Un’opzione fondamentale per i pazienti affetti da ipertensione polmonare cronica tromboembolica (IPCTE)
Il Centro Chirurgia Ipertensione Polmonare (CCH2) della Fondazione IRCCS Policlinico San Matteo di Pavia si conferma punto di riferimento nazionale per l’angioplastica polmonare. A poco più di due anni dall’avvio del programma, sono già oltre 120 le procedure effettuate dal marzo 2023, facendo di Pavia il centro più attivo in Italia per questa innovativa terapia.
L’angioplastica polmonare rappresenta oggi un’opzione fondamentale per i pazienti affetti da ipertensione polmonare cronica tromboembolica (IPCTE) che non possono essere sottoposti a endoarteriectomia polmonare (EAP), considerata ancora il “gold standard” terapeutico. Quest’ultima, però, non è praticabile in presenza di lesioni troppo periferiche o nei pazienti più fragili, anziani o con comorbilità. In tali casi si ricorre alla terapia farmacologica specifica, che però non sempre garantisce risultati omogenei.
“L’IPCTE è una malattia grave, che porta progressivamente a insufficienza cardiaca e respiratoria fino all’exitus – spiega Andrea Maria D’Armini, responsabile del Centro –. Nei pazienti che rispondono poco ai farmaci, l’angioplastica polmonare rappresenta il terzo step terapeutico. È simile a quella coronarica, ma differisce per alcuni aspetti cruciali: non esistono stent polmonari, si lavora solo con il palloncino, e le arterie da trattare sono decine, fino a 70-80 rami”. Si tratta quindi di un percorso complesso e ripetuto nel tempo, che richiede la collaborazione di un’équipe multidisciplinare formata da radiologi interventisti e cardiologi emodinamisti.

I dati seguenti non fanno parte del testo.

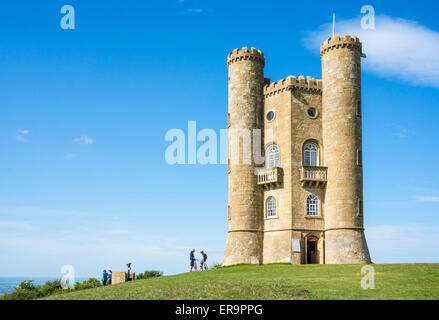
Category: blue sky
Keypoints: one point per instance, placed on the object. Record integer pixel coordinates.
(84, 112)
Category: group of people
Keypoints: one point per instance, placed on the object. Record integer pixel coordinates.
(107, 277)
(193, 260)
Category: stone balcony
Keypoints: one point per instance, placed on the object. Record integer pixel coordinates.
(271, 177)
(313, 175)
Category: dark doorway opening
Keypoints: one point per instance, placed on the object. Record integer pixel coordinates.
(312, 253)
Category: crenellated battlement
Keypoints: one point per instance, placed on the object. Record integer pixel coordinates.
(346, 42)
(308, 84)
(246, 54)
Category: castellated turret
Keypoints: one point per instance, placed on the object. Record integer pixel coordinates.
(342, 138)
(246, 82)
(304, 204)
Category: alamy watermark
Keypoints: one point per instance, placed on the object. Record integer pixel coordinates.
(246, 144)
(368, 20)
(68, 20)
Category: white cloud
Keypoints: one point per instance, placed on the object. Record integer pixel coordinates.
(21, 135)
(83, 140)
(427, 198)
(396, 47)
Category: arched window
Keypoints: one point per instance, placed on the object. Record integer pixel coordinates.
(311, 155)
(272, 156)
(271, 207)
(312, 205)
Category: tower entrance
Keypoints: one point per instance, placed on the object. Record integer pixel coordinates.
(312, 250)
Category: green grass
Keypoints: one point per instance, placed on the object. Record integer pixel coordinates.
(278, 281)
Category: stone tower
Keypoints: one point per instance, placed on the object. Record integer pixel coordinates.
(246, 85)
(342, 139)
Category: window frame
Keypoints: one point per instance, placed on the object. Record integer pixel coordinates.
(317, 154)
(316, 206)
(268, 201)
(276, 160)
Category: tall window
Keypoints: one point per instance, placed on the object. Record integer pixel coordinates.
(272, 156)
(312, 205)
(271, 207)
(311, 155)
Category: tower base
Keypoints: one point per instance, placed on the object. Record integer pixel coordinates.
(243, 247)
(346, 246)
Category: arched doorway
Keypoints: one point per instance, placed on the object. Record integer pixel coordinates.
(312, 250)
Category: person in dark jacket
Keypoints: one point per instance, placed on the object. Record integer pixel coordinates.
(192, 259)
(104, 277)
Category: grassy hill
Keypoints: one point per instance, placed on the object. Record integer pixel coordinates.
(278, 281)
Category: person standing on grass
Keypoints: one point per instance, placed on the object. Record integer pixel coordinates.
(192, 258)
(104, 277)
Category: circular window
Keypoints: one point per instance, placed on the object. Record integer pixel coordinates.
(270, 115)
(312, 112)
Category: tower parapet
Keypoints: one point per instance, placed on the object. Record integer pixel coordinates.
(351, 42)
(308, 84)
(245, 54)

Il programma pavese di EAP è attivo da oltre 30 anni, la terapia farmacologica specifica è disponibile da 15, mentre l’angioplastica polmonare rappresenta la più recente novità, completando l’offerta terapeutica per i pazienti. Nel solo 2024, il Centro ha accolto più di 500 ricoveri, tra ordinari e day-hospital, indirizzando ciascun paziente verso l’opzione più appropriata: chirurgia, terapia medica o angioplastica. “Questo programma – conclude D’Armini – ci consente di offrire a ogni paziente una strategia personalizzata, con l’obiettivo di migliorare la sopravvivenza e la qualità di vita in una malattia altamente invalidante”.